Subscription fees have become increasingly important to stations and networks as competition for ad sales has increased, General Counsel Barry Faber of Sinclair said. “We see advertising in so many more places than you used to.” When the economy contracted, that only worsened the situation, he said. Pay-TV networks are broadcasting’s biggest competitors -- not just for ad revenue but also for programming, he said.
Stations aren’t outright opposed to sharing subscription fees with the networks, Faber said. “We recognize that if you want to compete with ESPN or FX or TNT, they have to have sufficient money to make the network work.” But “we're opposed to the money to continue to be allocated as it is by the [pay-TV providers], and then the networks taking a portion,” he said. The money distributors pay to programmers just needs to be more fairly allocated based on the popularity and value of the programming, he said.

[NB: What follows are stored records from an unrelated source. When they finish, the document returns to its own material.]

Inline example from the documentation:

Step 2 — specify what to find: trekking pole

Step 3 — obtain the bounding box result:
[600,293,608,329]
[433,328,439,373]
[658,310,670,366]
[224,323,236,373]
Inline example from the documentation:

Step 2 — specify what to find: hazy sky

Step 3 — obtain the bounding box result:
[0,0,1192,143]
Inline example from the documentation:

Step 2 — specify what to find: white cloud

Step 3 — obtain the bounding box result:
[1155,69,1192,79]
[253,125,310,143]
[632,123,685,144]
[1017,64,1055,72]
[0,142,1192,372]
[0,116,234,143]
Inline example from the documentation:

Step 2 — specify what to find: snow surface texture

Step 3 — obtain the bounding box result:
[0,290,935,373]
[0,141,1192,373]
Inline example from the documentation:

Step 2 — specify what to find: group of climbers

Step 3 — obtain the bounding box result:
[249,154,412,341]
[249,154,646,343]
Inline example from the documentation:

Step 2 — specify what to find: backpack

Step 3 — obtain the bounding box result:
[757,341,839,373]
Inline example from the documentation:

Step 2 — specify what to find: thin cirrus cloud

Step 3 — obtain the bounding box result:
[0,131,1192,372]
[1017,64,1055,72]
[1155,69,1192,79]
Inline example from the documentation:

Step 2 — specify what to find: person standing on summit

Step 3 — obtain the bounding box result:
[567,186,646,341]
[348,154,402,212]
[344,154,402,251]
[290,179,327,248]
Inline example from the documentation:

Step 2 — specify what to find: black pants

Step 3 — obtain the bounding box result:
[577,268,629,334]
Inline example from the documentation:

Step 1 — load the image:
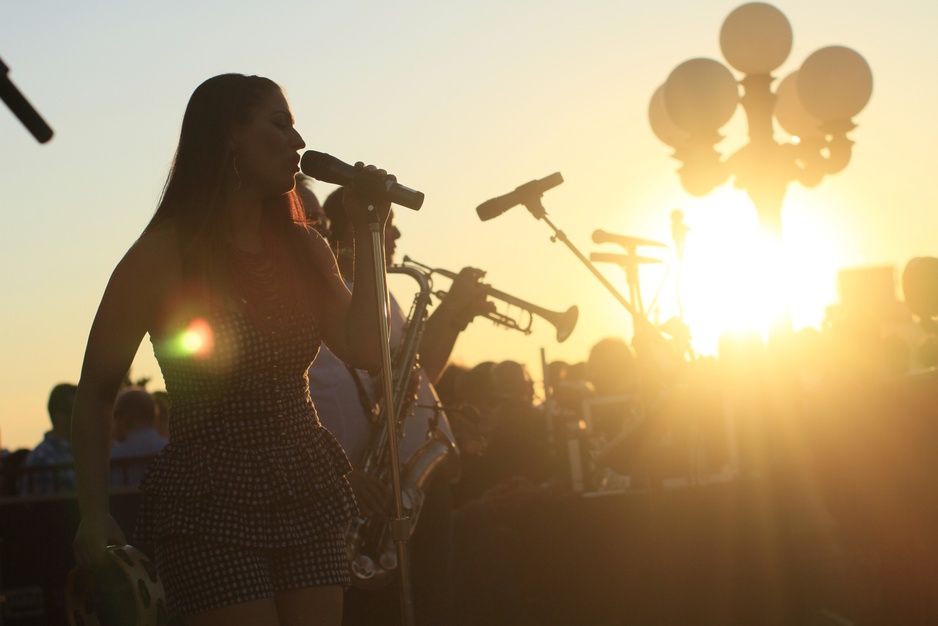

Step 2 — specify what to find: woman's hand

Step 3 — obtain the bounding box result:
[72,513,127,570]
[342,161,397,229]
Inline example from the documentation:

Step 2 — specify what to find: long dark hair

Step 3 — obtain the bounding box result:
[144,74,320,304]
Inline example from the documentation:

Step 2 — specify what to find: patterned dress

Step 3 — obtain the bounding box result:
[136,239,357,549]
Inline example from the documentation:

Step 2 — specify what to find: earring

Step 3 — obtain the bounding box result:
[231,155,241,191]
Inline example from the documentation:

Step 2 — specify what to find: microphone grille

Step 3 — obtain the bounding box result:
[300,150,341,184]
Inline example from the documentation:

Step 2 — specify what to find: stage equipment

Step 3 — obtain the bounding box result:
[593,230,668,249]
[476,172,563,222]
[404,256,580,343]
[346,266,455,589]
[300,150,423,211]
[0,55,52,143]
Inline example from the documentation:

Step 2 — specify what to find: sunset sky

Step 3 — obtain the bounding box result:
[0,0,938,448]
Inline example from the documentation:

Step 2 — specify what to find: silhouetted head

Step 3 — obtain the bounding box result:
[114,387,156,440]
[47,383,78,441]
[322,187,401,265]
[586,337,635,396]
[147,74,306,284]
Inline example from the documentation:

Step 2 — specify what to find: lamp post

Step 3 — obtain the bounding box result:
[648,2,873,334]
[648,2,873,240]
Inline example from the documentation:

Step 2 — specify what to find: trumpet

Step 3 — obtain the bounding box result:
[403,256,580,343]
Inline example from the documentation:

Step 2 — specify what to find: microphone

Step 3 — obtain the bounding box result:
[590,252,664,267]
[0,56,52,143]
[476,172,563,222]
[300,150,423,211]
[593,230,668,248]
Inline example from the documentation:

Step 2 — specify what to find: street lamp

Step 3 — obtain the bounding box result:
[648,2,873,240]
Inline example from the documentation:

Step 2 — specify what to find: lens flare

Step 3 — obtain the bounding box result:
[175,317,215,359]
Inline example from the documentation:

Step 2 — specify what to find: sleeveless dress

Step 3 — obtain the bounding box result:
[136,241,357,549]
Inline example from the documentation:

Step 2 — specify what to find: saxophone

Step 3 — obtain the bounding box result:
[346,266,456,589]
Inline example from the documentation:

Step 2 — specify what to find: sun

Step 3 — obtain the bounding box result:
[679,188,837,355]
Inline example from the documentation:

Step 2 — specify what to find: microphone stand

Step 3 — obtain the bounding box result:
[368,204,415,626]
[522,197,674,355]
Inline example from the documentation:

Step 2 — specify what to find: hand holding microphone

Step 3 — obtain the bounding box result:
[300,150,424,211]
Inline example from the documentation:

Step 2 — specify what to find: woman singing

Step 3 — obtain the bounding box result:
[73,74,389,625]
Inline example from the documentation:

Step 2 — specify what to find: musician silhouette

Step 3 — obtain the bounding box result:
[309,188,494,626]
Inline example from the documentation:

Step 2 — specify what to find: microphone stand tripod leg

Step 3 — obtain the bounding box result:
[368,211,415,626]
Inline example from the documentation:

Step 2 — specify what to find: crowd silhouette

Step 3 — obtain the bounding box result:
[0,190,938,625]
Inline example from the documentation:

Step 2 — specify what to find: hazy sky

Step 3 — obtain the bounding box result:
[0,0,938,447]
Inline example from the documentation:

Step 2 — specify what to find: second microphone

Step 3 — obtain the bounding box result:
[300,150,423,211]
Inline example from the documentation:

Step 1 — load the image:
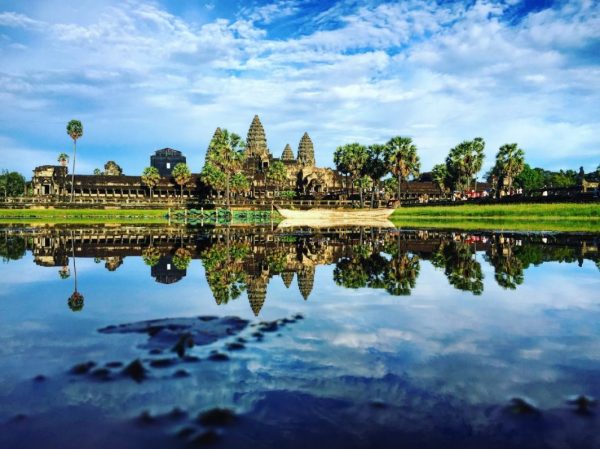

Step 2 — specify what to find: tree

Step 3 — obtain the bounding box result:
[0,170,25,198]
[142,167,160,198]
[363,144,388,207]
[267,161,287,194]
[494,143,525,192]
[515,164,545,192]
[172,162,192,201]
[206,129,245,208]
[385,136,421,201]
[431,164,448,192]
[67,120,83,202]
[333,142,369,207]
[446,137,485,190]
[56,153,69,166]
[231,173,250,194]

Cable operators aren’t appropriately valuing broadcasters and pay many times more for cable channels on a ratings-basis than for stations, Brady said.
Stations could have more leverage in retransmission- consent talks with the networks behind them, Frank Kalil, a TV station broker, said. “I think we ought to charge as much as the market would bear. But I think the affiliates, with the efforts of the networks, may be in a better position to get retrans than they are right now.”